Fort Carson CYSS staffer eases transition for Families leaving Japan
FORT CARSON, Colo. -- Toshi Smith sits with Aiden Britting, 2, inside an inflatable play area at the Signature Flight Support center at the Denver International Airport. Smith, an employee with the Fort Carson Child, Youth and School Services helped take care of several children displaced by the disasters in Japan.

FORT CARSON, Colo. -- When Aiden Britting, 2, woke up from his nap at the Signature Flight Support center at the Denver International Airport, he didn't know where he was. One of hundreds of displaced military Family members coming back from Japan after the earthquake and tsunami, Aiden knew he only wanted one thing: his mom.

Toshi Smith, an employee with the Fort Carson Child, Youth and School Services and one of 60 members from the Mountain Post aiding in Operation Pacific Passage, heard Aiden's cries and escorted the toddler to his mother who was filling out paperwork. After standing in line with his mother for a few seconds, Aiden decided to stay with Smith.

"When children cry, I go up and talk to them and they stop," said Smith, who has worked with children for more than 30 years. "All the children I take care of as if they are my own."

Aiden held Smith's hand as she took him to get juice and cookies at the USO tables. Then the two headed to the inflatable play area where Smith helped Aiden take off his tennis shoes. After she helped the toddler inside, Smith climbed in after him.

At 4 feet, 5 inches, Smith isn't much taller than the children jumping around her. She sat with Aiden, who smiled as the two were bounced by the other children.

"She's not even supposed to be in the 'bouncy thing,'" said Susan Silva, an administrator at CYSS. "She just had surgery on her knee."

Silva sighed as she watched Smith bounce. "She always puts the kids first," she said.
A native of Okinawa, Japan, Smith said that when she heard the news of the earthquake and tsunami, she was heartbroken.

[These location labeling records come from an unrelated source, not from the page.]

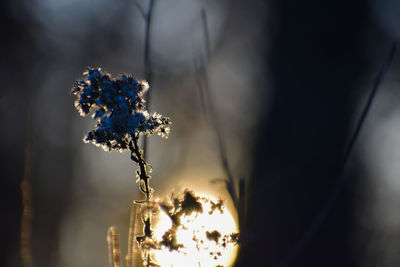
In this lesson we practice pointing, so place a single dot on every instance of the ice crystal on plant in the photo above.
(118, 105)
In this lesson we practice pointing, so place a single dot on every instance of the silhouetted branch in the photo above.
(210, 106)
(321, 215)
(148, 71)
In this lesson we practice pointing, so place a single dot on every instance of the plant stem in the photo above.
(148, 75)
(323, 213)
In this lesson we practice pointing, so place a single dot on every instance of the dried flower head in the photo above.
(118, 105)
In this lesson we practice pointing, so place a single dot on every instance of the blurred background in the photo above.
(289, 80)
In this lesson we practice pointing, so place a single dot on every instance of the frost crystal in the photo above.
(119, 108)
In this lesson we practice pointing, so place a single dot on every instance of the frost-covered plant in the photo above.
(118, 105)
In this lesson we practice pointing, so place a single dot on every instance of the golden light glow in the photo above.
(199, 250)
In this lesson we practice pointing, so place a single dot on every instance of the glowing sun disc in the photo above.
(206, 253)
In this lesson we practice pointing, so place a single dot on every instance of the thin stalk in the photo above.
(27, 208)
(321, 216)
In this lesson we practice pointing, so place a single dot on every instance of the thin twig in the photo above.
(215, 120)
(148, 75)
(114, 251)
(27, 209)
(321, 215)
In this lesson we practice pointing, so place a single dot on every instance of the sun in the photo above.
(205, 237)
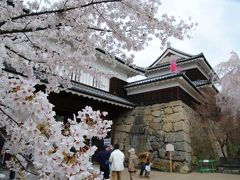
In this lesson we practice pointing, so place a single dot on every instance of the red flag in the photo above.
(174, 68)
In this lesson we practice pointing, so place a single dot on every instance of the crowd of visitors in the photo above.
(111, 161)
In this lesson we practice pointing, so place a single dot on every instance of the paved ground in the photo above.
(157, 175)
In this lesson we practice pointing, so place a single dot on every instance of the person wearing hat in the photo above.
(117, 160)
(132, 163)
(103, 159)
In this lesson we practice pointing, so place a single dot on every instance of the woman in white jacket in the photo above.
(117, 160)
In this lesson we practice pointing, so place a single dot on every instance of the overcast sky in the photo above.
(217, 33)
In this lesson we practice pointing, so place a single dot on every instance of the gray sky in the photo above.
(217, 33)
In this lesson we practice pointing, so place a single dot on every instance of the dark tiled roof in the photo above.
(173, 49)
(133, 66)
(163, 77)
(79, 87)
(179, 61)
(153, 79)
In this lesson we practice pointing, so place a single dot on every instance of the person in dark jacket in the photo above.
(103, 159)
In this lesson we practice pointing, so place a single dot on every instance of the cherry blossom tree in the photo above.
(48, 42)
(227, 80)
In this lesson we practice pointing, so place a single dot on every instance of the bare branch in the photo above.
(9, 117)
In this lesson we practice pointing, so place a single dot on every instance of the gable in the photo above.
(169, 55)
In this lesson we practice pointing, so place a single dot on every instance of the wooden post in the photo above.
(170, 161)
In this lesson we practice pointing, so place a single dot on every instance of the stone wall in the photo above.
(152, 127)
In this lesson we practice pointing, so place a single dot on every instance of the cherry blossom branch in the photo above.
(27, 159)
(9, 116)
(63, 9)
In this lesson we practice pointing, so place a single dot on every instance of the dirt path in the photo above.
(157, 175)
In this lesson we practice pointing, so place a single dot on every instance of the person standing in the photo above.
(132, 163)
(145, 159)
(103, 159)
(116, 159)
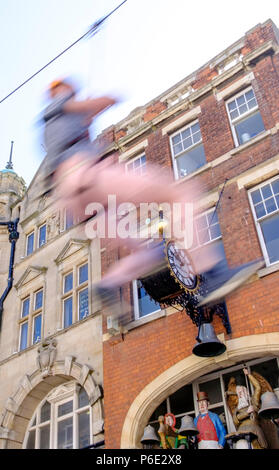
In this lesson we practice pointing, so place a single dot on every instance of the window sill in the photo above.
(252, 141)
(142, 321)
(191, 175)
(269, 270)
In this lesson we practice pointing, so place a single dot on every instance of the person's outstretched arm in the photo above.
(90, 107)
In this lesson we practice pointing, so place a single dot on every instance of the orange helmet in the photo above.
(60, 81)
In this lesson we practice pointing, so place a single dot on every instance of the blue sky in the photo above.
(143, 49)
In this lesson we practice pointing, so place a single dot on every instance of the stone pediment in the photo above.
(31, 273)
(71, 247)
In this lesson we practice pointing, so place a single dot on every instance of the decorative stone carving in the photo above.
(46, 356)
(53, 225)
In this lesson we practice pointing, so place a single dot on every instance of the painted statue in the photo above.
(211, 429)
(244, 409)
(169, 435)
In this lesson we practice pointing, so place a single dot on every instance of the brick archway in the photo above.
(186, 371)
(32, 390)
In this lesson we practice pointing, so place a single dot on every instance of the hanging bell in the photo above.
(149, 436)
(188, 427)
(208, 344)
(270, 406)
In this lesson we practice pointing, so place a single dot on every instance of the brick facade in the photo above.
(133, 360)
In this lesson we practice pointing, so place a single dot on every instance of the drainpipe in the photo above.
(13, 237)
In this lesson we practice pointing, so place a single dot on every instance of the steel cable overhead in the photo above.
(91, 32)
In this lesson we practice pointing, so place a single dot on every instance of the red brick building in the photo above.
(219, 123)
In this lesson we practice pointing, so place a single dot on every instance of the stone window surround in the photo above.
(74, 292)
(31, 293)
(55, 402)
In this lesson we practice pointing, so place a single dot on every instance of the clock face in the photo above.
(181, 266)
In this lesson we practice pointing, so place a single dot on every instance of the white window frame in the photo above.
(22, 303)
(243, 116)
(30, 318)
(211, 212)
(74, 293)
(132, 160)
(54, 419)
(26, 246)
(69, 296)
(174, 157)
(136, 303)
(258, 221)
(39, 229)
(20, 334)
(33, 328)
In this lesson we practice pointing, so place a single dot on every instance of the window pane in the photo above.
(65, 408)
(182, 401)
(270, 205)
(176, 139)
(68, 312)
(146, 304)
(190, 161)
(269, 370)
(195, 128)
(44, 437)
(249, 95)
(45, 412)
(275, 186)
(65, 434)
(83, 273)
(185, 133)
(39, 300)
(69, 219)
(82, 398)
(260, 210)
(203, 236)
(270, 230)
(177, 149)
(161, 410)
(84, 429)
(31, 440)
(25, 307)
(232, 106)
(83, 303)
(234, 114)
(256, 196)
(240, 100)
(187, 143)
(266, 191)
(213, 389)
(30, 244)
(196, 137)
(252, 104)
(37, 329)
(249, 128)
(68, 282)
(23, 336)
(242, 109)
(42, 235)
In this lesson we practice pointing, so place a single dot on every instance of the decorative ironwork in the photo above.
(164, 288)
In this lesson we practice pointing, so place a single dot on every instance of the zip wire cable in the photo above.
(91, 32)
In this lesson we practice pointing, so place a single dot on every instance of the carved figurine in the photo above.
(211, 430)
(46, 356)
(244, 409)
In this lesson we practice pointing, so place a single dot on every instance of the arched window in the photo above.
(63, 420)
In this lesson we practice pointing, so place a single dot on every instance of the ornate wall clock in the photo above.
(181, 267)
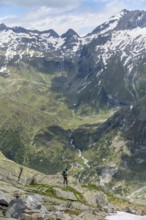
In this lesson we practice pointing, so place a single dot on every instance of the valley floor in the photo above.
(125, 216)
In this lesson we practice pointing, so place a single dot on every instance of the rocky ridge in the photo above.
(27, 194)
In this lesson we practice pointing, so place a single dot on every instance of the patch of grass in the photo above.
(92, 187)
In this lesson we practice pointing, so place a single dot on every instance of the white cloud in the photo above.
(48, 3)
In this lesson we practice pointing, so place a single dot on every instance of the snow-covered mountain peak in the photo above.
(70, 34)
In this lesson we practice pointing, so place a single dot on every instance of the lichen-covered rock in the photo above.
(64, 194)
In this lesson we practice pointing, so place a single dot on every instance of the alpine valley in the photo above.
(78, 102)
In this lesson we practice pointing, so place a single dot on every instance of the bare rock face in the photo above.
(96, 198)
(64, 194)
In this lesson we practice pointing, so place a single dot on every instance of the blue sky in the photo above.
(81, 15)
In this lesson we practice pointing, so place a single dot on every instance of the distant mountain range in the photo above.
(93, 65)
(49, 87)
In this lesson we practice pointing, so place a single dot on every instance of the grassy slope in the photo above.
(28, 107)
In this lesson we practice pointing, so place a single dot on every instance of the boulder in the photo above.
(15, 208)
(95, 199)
(64, 194)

"The first thing I said was, 'Oh no,'" Smith said. "I called my family, everybody I knew."
Smith said her immediate family survived the devastation but she still felt the loss and pain for her country.

"I am Japanese," Smith said. "(The victims) are family. I wish I could go over there and help them. But I can help here."

Smith joined more than 60 Soldiers and government employees from Fort Carson to help the hundreds of military Families whose homes were threatened by the ongoing events in Japan. For five days, staff and Soldiers from Fort Carson traveled to Denver to help where needed.

And Smith was there too, rocking infants to sleep and playing ball with the older children.

"I know over a thousand children," Smith said. "Children are God's present."